The division requires the flag 'ninf' to be set. This also ensures there x!=0 can be assumed.

Assume x=0. We know C!=0 (by definition) and C!=inf ('ninf' is set). Therefore C/x=inf (IEEE754_2008.pdf 7.2 and 7.3). But, because 'ninf' is set, the compile can assume x!=0

To avoid cases where C/x == 0.0, 'ninf' has to be set for the fdiv and fcmp instruction.

To allow the multiplication by x*x 'arcp' and 'ninf' has to be set for the fdiv and fcmp instruction.

Diff Detail

Event Timeline

marels created this revision.Sep 11 2018, 10:43 AM

Herald added a subscriber: llvm-commits. · View Herald TranscriptSep 11 2018, 10:43 AM

lebedev.ri added a reviewer: spatel.Sep 11 2018, 10:51 AM

LGTM. I think it may be possible to remove the hasAllowReciprocal check, because the point of that (as I understand it) is to allow converting a divide into a multiply-by-reciprocal in ways that can change the end result and I don't think that the transformation that's being done here will give a different result to the untransformed version, but I'm not certain of that and it's fine to leave it as it is.

This revision is now accepted and ready to land.Sep 18 2018, 4:51 AM

I haven't had a chance to look at this closely, but a first glance says it only works for scalars even though it should provide identical functionality for vectors.
Can you change the code to use the 'match()' API? This should substantially reduce the code and give you splat constant vector functionality for free (although there should be at least 1 test for that).

This revision now requires changes to proceed.Sep 18 2018, 7:00 AM

Thank you for the input,

I updated the code to support vectors using the match API. But before uploading I have question.

I was not able to find a way to match the following predicates with the existing API.

All elements are non-zero
All elements are positive
All elements are negative

These are important to correctly handle some cases:

The following cannot be folded because the new predicate is ambiguous.

C = <2 x float> <float 1.0, float -1.0>

The following cannot be folded because the one element violates the assumption that C=0.

C = <2 x float> <float 1.0, float 0.0>

This is not a big thing because it can be easily added to to PatternMatch.h (same implementation as m_AnyZeroFP).

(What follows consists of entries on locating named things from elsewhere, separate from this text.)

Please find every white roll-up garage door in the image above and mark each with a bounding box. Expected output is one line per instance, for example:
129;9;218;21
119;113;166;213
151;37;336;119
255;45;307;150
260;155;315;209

I think it is better submit a separate change for this. Do you agree, or shall I bunch both changes together?

@spatel what do you think about @john.brawn suggestion to removing the hasAllowReciprocal check?

In D51942#1245429, @marels wrote:
Thank you for the input,

I updated the code to support vectors using the match API. But before uploading I have question.

I was not able to find a way to match the following predicates with the existing API.

All elements are non-zero

All elements are positive

All elements are negative

These are important to correctly handle some cases:

The following cannot be folded because the new predicate is ambiguous.
C = <2 x float> <float 1.0, float -1.0>
The following cannot be folded because the one element violates the assumption that C=0.
C = <2 x float> <float 1.0, float 0.0>
This is not a big thing because it can be easily added to to PatternMatch.h (same implementation as m_AnyZeroFP). I think it is better submit a separate change for this. Do you agree, or shall I bunch both changes together?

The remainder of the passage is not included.